3. Pour refuser de délivrer à M. C le titre de séjour qu'il sollicitait en qualité de conjoint d'une ressortissante française, le préfet de la Seine-Saint-Denis s'est fondé sur la circonstance que le requérant " n'a pas été en mesure de justifier avoir obtenu le visa de long séjour exigé par la règlementation en vigueur avant son entrée en France pour être admis au séjour à ce titre ". Dès lors qu'en application des dispositions précitées, applicables à la date de l'arrêté litigieux, cette condition ne lui est pas opposable, M. C est fondé à soutenir que le préfet de la Seine-Saint-Denis a méconnu ces dispositions.

4. Il résulte de tout ce qui précède, sans qu'il soit besoin de statuer les autres moyens de la requête, qu'il y a lieu de prononcer l'annulation de la décision du préfet de la Seine-Saint-Denis en date du 16 février 2022 rejetant la demande de titre de séjour de M. C. Les décisions l'obligeant à quitter le territoire français dans un délai de trente jours et fixant le pays de destination doivent, par voie de conséquence, être annulées.

Sur les conclusions aux fins d'injonction et d'astreinte :

5. Eu égard au motif de l'annulation, la présente décision implique qu'il soit enjoint au préfet de la Seine-Saint-Denis de procéder au réexamen de la situation administrative du requérant dans un délai de quatre mois à compter de la notification du jugement à intervenir et de lui délivrer, dans l'attente, une autorisation provisoire de séjour.

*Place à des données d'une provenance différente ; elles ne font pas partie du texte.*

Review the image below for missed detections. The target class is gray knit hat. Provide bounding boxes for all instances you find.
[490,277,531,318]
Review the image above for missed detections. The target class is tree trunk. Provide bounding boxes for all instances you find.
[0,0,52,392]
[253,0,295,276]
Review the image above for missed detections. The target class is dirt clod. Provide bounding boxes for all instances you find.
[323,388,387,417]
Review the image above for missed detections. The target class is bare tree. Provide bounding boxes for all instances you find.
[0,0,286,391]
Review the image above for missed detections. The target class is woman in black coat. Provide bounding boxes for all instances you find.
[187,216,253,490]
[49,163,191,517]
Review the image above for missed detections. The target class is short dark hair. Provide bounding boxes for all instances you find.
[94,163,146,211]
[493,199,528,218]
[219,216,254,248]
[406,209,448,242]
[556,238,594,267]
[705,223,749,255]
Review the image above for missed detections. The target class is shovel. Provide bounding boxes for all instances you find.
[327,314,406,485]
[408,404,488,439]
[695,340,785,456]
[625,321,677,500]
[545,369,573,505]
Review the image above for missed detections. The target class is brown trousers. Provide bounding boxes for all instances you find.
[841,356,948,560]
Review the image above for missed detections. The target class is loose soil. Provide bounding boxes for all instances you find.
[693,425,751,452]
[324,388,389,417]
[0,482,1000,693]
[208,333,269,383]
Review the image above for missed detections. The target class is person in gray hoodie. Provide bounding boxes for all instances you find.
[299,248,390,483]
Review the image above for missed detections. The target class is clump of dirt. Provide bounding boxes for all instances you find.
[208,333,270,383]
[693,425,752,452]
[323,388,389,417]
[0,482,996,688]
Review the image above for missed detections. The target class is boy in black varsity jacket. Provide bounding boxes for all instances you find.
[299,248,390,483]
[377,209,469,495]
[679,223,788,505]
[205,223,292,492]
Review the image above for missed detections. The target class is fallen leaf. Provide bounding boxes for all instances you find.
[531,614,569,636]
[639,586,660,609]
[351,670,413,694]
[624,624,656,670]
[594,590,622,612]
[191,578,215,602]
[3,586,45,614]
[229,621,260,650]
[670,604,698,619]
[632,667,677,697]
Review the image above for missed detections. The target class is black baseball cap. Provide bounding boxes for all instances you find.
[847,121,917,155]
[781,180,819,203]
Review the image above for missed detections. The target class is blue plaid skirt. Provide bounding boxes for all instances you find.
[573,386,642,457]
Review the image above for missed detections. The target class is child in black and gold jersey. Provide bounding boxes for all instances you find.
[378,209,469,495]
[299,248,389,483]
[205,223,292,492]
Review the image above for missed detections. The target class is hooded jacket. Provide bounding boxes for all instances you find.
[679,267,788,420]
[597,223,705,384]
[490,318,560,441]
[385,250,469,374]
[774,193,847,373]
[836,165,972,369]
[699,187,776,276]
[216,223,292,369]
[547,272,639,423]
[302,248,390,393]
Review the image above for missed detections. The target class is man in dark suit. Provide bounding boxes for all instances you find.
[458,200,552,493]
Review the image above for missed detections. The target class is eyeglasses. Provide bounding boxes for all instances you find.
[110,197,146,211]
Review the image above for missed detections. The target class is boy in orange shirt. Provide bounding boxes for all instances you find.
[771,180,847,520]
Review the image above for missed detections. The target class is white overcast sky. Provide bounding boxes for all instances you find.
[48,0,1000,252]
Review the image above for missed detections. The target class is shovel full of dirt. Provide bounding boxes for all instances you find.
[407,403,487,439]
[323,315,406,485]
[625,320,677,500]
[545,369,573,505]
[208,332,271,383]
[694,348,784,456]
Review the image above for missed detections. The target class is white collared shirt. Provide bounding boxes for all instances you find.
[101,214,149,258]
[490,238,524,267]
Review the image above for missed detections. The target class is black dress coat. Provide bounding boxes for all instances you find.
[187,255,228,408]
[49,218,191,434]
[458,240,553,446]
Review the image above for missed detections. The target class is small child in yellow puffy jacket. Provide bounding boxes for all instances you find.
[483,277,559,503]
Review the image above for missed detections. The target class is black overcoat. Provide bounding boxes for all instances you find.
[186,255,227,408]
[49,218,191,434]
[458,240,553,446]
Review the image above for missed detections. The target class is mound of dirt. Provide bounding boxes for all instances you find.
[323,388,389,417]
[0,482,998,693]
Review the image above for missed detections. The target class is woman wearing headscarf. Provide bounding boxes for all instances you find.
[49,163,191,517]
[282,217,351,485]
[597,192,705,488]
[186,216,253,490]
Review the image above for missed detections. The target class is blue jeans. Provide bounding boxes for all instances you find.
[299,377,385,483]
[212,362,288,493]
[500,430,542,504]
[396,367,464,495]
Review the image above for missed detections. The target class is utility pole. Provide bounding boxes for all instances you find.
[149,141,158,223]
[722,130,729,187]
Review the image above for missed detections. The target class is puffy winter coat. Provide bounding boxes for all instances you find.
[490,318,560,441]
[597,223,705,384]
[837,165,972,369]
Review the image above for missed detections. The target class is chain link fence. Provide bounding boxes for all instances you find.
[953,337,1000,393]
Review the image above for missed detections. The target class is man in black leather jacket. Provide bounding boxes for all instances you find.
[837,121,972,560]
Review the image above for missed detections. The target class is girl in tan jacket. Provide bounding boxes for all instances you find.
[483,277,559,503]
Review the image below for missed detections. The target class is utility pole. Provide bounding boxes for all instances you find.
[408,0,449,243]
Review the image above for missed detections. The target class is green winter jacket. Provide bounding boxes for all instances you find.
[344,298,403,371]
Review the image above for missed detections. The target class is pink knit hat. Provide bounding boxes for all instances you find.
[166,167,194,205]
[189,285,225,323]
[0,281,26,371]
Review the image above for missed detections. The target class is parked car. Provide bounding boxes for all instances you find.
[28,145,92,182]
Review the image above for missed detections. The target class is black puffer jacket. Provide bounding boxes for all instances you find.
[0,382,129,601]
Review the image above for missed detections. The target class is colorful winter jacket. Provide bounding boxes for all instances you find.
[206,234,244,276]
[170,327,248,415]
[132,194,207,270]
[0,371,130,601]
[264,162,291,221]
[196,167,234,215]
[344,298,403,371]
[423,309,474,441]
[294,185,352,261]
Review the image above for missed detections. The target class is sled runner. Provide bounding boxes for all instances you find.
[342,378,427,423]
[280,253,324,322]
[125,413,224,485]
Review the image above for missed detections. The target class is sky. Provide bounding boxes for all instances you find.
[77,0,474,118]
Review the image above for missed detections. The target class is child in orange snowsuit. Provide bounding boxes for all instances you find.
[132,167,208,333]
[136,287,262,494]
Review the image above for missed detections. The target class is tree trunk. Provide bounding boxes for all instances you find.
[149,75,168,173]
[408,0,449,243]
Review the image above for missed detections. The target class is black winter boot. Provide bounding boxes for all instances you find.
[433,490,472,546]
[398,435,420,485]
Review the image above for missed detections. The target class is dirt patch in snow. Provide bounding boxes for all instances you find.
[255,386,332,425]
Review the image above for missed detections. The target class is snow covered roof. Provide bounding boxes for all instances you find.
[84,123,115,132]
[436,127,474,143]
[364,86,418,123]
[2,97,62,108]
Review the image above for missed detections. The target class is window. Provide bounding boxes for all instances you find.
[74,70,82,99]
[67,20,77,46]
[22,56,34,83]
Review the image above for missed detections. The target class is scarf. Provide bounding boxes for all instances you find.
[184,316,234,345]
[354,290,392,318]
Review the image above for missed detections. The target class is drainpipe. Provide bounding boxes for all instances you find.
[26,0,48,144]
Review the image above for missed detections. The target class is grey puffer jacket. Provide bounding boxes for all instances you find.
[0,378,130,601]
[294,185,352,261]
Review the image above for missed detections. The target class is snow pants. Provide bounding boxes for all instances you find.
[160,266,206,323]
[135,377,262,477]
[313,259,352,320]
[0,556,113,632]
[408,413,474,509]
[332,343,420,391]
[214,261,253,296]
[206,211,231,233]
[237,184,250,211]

Il n'y a pas lieu, dans les circonstances de l'espèce, d'assortir cette injonction d'une astreinte.

Sur les frais liés au litige :

6. Il y a lieu, dans les circonstances de l'espèce, de mettre à la charge de l'Etat, partie perdante dans la présente instance, le versement à M. C de la somme de 1 000 euros au titre des dispositions de l'article L. 761-1 du code de justice administrative.

D E C I D E :

Article 1er : L'arrêté du 16 février 2022 du préfet de la Seine-Saint-Denis est annulé.

Article 2 : Il est enjoint au préfet de la Seine-Saint-Denis de réexaminer la demande de M. C dans un délai de quatre mois à compter de la notification du jugement et de lui délivrer sans délai, dans l'attente, une autorisation provisoire de séjour.

Article 3 : L'Etat versera à M. C la somme de 1 000 (mille) euros, au titre des dispositions de l'article L. 761-1 du code de justice administrative.

Article 4 : Le surplus des conclusions de la requête est rejeté.

Article 5 : Le présent jugement sera notifié à M. A C et au préfet de la Seine-Saint-Denis.

Délibéré après l'audience du 8 septembre 2022, à laquelle siégeaient :

- Mme Katia Weidenfeld, présidente,

- Mme Irène Jasmin-Sverdlin, première conseillère,

- Mme Marjorie Hardy, conseillère.

Rendu public par mise à disposition au greffe le 22 septembre 2022.

La rapporteure,

Signé

I. Jasmin-Sverdlin

La présidente,

Signé

K. Weidenfeld

La greffière,

Signé

M. B

La République mande et ordonne au préfet de la Seine-Saint-Denis, en ce qui le concerne et à tous commissaires de justice à ce requis en ce qui concerne les voies de droit commun, contre les parties privées, de pourvoir à l'exécution de la présente décision.